Pinjam pakai habis adalah suatu perjanjian, yang menentukan pihak pertama menyerahkan sejumlah barang yang dapat habis terpakai kepada pihak kedua dengan syarat bahwa pihak kedua itu akan mengembalikan barang sejenis kepada pihak pertama dalam jumlah dan keadaan yang sama.

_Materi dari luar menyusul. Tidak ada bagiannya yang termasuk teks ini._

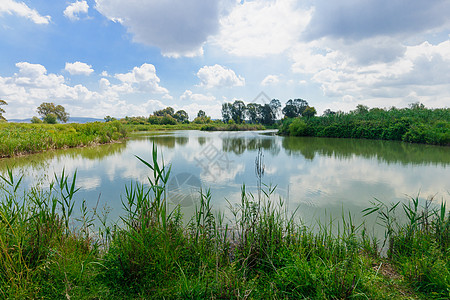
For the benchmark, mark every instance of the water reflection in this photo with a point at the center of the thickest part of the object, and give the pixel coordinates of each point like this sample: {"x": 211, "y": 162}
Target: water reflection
{"x": 385, "y": 151}
{"x": 312, "y": 174}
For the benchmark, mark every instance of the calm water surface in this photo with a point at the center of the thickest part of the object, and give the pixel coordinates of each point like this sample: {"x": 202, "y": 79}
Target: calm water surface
{"x": 318, "y": 176}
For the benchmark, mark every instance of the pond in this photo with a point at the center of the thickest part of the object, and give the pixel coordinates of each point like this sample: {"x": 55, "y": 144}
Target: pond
{"x": 317, "y": 177}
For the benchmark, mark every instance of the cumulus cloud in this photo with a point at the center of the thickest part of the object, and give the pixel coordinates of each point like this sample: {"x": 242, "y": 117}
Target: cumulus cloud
{"x": 420, "y": 73}
{"x": 22, "y": 10}
{"x": 144, "y": 78}
{"x": 176, "y": 27}
{"x": 219, "y": 76}
{"x": 79, "y": 68}
{"x": 73, "y": 10}
{"x": 32, "y": 85}
{"x": 351, "y": 19}
{"x": 260, "y": 28}
{"x": 270, "y": 80}
{"x": 189, "y": 96}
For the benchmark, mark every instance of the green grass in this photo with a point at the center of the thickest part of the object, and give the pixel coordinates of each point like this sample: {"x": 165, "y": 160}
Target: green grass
{"x": 414, "y": 125}
{"x": 262, "y": 252}
{"x": 20, "y": 139}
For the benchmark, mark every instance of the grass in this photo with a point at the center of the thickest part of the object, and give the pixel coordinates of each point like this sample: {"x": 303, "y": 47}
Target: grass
{"x": 413, "y": 125}
{"x": 263, "y": 252}
{"x": 20, "y": 139}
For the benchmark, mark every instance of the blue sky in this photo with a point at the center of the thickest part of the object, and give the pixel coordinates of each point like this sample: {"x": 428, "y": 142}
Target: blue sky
{"x": 129, "y": 58}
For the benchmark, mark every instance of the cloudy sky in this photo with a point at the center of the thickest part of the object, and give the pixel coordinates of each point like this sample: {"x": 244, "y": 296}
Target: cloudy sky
{"x": 119, "y": 58}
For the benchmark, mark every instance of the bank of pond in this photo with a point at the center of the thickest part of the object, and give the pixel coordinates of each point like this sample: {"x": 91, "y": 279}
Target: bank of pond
{"x": 418, "y": 125}
{"x": 263, "y": 251}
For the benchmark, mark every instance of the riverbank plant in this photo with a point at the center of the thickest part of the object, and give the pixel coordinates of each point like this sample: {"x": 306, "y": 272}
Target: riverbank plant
{"x": 260, "y": 251}
{"x": 18, "y": 138}
{"x": 416, "y": 124}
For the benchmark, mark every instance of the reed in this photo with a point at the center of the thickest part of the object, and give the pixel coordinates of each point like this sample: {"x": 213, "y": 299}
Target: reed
{"x": 262, "y": 252}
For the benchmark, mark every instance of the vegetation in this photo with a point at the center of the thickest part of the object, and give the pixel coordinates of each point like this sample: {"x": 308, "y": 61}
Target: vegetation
{"x": 30, "y": 138}
{"x": 2, "y": 111}
{"x": 415, "y": 124}
{"x": 262, "y": 253}
{"x": 51, "y": 112}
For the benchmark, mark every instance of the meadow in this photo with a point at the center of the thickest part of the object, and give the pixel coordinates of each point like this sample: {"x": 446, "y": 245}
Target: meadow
{"x": 262, "y": 252}
{"x": 21, "y": 138}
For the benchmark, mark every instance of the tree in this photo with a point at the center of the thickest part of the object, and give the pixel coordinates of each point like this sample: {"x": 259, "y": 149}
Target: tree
{"x": 166, "y": 111}
{"x": 275, "y": 105}
{"x": 59, "y": 111}
{"x": 2, "y": 111}
{"x": 254, "y": 112}
{"x": 109, "y": 119}
{"x": 309, "y": 112}
{"x": 294, "y": 108}
{"x": 36, "y": 120}
{"x": 238, "y": 111}
{"x": 361, "y": 109}
{"x": 50, "y": 118}
{"x": 226, "y": 112}
{"x": 201, "y": 114}
{"x": 328, "y": 112}
{"x": 181, "y": 116}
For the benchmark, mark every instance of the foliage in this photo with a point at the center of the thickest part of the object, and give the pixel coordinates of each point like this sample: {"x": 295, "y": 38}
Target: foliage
{"x": 264, "y": 252}
{"x": 2, "y": 111}
{"x": 35, "y": 120}
{"x": 46, "y": 109}
{"x": 30, "y": 138}
{"x": 414, "y": 125}
{"x": 166, "y": 111}
{"x": 181, "y": 116}
{"x": 294, "y": 108}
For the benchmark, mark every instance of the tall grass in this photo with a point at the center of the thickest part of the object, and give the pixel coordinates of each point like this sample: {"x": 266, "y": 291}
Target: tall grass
{"x": 414, "y": 125}
{"x": 262, "y": 252}
{"x": 30, "y": 138}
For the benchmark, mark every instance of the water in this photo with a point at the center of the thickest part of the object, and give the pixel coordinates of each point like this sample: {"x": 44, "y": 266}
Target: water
{"x": 319, "y": 177}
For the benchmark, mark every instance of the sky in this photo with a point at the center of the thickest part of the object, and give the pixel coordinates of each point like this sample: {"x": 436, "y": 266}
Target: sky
{"x": 130, "y": 58}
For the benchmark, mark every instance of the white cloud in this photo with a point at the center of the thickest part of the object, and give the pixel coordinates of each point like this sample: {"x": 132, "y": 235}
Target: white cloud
{"x": 79, "y": 68}
{"x": 22, "y": 10}
{"x": 416, "y": 73}
{"x": 32, "y": 85}
{"x": 190, "y": 96}
{"x": 178, "y": 28}
{"x": 73, "y": 10}
{"x": 260, "y": 28}
{"x": 270, "y": 80}
{"x": 219, "y": 76}
{"x": 144, "y": 78}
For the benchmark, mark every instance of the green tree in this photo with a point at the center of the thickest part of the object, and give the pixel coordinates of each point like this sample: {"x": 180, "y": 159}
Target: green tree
{"x": 50, "y": 118}
{"x": 361, "y": 109}
{"x": 328, "y": 112}
{"x": 275, "y": 104}
{"x": 166, "y": 111}
{"x": 294, "y": 108}
{"x": 2, "y": 111}
{"x": 254, "y": 112}
{"x": 59, "y": 111}
{"x": 238, "y": 111}
{"x": 309, "y": 112}
{"x": 181, "y": 116}
{"x": 36, "y": 120}
{"x": 226, "y": 112}
{"x": 201, "y": 114}
{"x": 109, "y": 119}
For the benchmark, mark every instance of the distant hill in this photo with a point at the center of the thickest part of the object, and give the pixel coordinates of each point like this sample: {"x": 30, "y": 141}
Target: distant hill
{"x": 71, "y": 120}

Karena merupakan suatu perjanjian, maka pinjam meminjam juga tunduk pada ketentuan Pasal 1320 KUH Perdata yang menjelaskan bahwa:

Supaya terjadi persetujuan yang sah, perlu dipenuhi empat syarat;

kesepakatan mereka yang mengikatkan dirinya;
kecakapan untuk membuat suatu perikatan;
suatu pokok persoalan tertentu;
suatu sebab yang tidak terlarang.
R. Subekti dalam buku Hukum Perjanjian (hal. 17), menerangkan bahwa dua syarat pertama dinamakan syarat subjektif, karena mengenai orang atau subjek yang mengadakan perjanjian. Sedangkan, dua syarat terakhir dinamakan syarat objektif, karena mengenai perjanjiannya sendiri atau objek dari perbuatan hukum yang dilakukan itu.

Jika syarat objektif tidak terpenuhi, perjanjian batal demi hukum. Sedangkan jika syarat subjektif tidak terpenuhi, salah satu pihak mempunyai hak untuk meminta supaya perjanjian itu dapat dibatalkan (hal. 20).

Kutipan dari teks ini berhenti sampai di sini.